UBC alumna Loujain al-Hathloul has been sentenced by a Saudi Arabian court to five years and eight months in prison for terrorism offences, but will likely be released in March 2021.
Her sister, Lina al-Hathloul wrote on Twitter that the Specialised Criminal Court suspended Loujain’s sentence by two years and ten months, and as Loujain has already spent over two years in prison, she may only have two to three months of her sentence left.
The court also placed a five-year travel ban on Loujain. Both she and the public prosecutor are still able to appeal the decision. Lina al-Hathloul wrote on her Twitter that Loujain will appeal the sentence and ask for an investigation regarding alleged torture by the Saudi government.
Loujain al-Hathloul, a women’s rights activist and Nobel Peace Prize nominee, was arrested in 2018 for defying Saudi Arabia’s now-repealed ban on women driving. She graduated from UBC in 2014.
UBC student unions recently sent an open letter to the federal government in solidarity with al-Hathloul, asking Foreign Affairs Minister François-Philippe Champagne to continue advocating for her rights.
The AMS said that it will continue to press Ottawa for stronger action toward Loujain’s release.
“We are extremely [disappointed] and disheartened to hear about Loujain al-Hathloul’s prison sentencing; it is a travesty of justice,” said AMS VP External Kalith Nanayakkara in an emailed statement on December 30.
“As a bold and courageous champion for women’s rights, Loujain al-Hathloul is the embodiment of what a former AMS member and UBC alumnus should be — a strong and bold advocate for positive change on a mission to make the world a better place.”
UBC responded on December 28, saying it was “profoundly disappointed” by the news of al-Hathloul’s sentencing.
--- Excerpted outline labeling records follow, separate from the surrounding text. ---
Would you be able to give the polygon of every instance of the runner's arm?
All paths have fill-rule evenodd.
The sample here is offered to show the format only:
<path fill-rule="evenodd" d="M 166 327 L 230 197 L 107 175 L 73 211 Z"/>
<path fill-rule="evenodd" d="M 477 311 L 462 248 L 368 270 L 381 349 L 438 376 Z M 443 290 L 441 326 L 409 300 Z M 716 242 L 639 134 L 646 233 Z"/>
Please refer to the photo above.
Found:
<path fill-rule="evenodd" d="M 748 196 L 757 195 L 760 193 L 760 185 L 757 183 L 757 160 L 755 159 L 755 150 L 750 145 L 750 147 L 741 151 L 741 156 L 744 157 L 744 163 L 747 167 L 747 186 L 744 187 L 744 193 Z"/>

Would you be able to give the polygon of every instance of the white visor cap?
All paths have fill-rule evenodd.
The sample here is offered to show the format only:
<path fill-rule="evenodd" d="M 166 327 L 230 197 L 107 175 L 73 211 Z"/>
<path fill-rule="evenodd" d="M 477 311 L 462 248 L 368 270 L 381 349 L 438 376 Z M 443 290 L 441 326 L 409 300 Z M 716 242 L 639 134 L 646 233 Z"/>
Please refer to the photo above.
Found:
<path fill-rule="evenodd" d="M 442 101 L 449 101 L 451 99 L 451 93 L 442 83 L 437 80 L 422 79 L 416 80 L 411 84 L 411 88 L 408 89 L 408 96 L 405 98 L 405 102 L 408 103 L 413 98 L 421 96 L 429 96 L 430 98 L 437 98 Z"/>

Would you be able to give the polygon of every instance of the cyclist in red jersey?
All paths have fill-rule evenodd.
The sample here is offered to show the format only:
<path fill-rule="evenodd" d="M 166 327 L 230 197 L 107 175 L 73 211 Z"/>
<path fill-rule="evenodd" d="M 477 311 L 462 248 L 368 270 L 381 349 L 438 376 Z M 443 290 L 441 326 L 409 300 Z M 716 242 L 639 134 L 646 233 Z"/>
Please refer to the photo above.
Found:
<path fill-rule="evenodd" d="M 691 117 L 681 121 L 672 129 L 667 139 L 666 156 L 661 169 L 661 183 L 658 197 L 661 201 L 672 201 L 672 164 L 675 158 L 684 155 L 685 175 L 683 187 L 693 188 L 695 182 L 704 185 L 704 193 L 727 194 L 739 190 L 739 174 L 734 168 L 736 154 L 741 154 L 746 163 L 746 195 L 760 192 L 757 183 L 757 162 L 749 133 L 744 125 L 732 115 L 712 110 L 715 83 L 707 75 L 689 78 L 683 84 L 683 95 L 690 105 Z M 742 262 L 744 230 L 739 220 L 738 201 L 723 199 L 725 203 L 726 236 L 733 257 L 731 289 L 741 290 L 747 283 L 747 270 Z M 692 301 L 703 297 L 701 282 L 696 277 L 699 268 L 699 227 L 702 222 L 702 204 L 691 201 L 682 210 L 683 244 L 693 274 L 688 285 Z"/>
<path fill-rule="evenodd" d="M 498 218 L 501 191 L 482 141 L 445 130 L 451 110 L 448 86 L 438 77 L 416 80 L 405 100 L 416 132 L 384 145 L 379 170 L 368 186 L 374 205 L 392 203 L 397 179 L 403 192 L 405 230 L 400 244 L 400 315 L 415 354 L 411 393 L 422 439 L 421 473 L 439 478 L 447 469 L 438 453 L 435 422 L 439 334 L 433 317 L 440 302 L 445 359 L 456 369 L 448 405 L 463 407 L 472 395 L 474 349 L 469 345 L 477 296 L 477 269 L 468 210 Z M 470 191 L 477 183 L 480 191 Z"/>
“This week, UBC has written again to Canada’s minister of foreign affairs, to press for Ms. Al-Hathloul’s release and to offer UBC’s assistance,” President Santa Ono wrote in the press release.
Ono praised al-Hathloul’s demonstration of UBC’s commitment to free speech, equality, education, global citizenship and the advancement of a just and equitable society.
“We remain hopeful that Ms. Al-Hathloul will be released imminently and that she will be able to reunite with her family and loved ones, and enjoy personal and political freedoms without the threat of persecution,” Ono wrote.
This article has been updated to include a statement from the AMS. This article was further updated to include comment from UBC.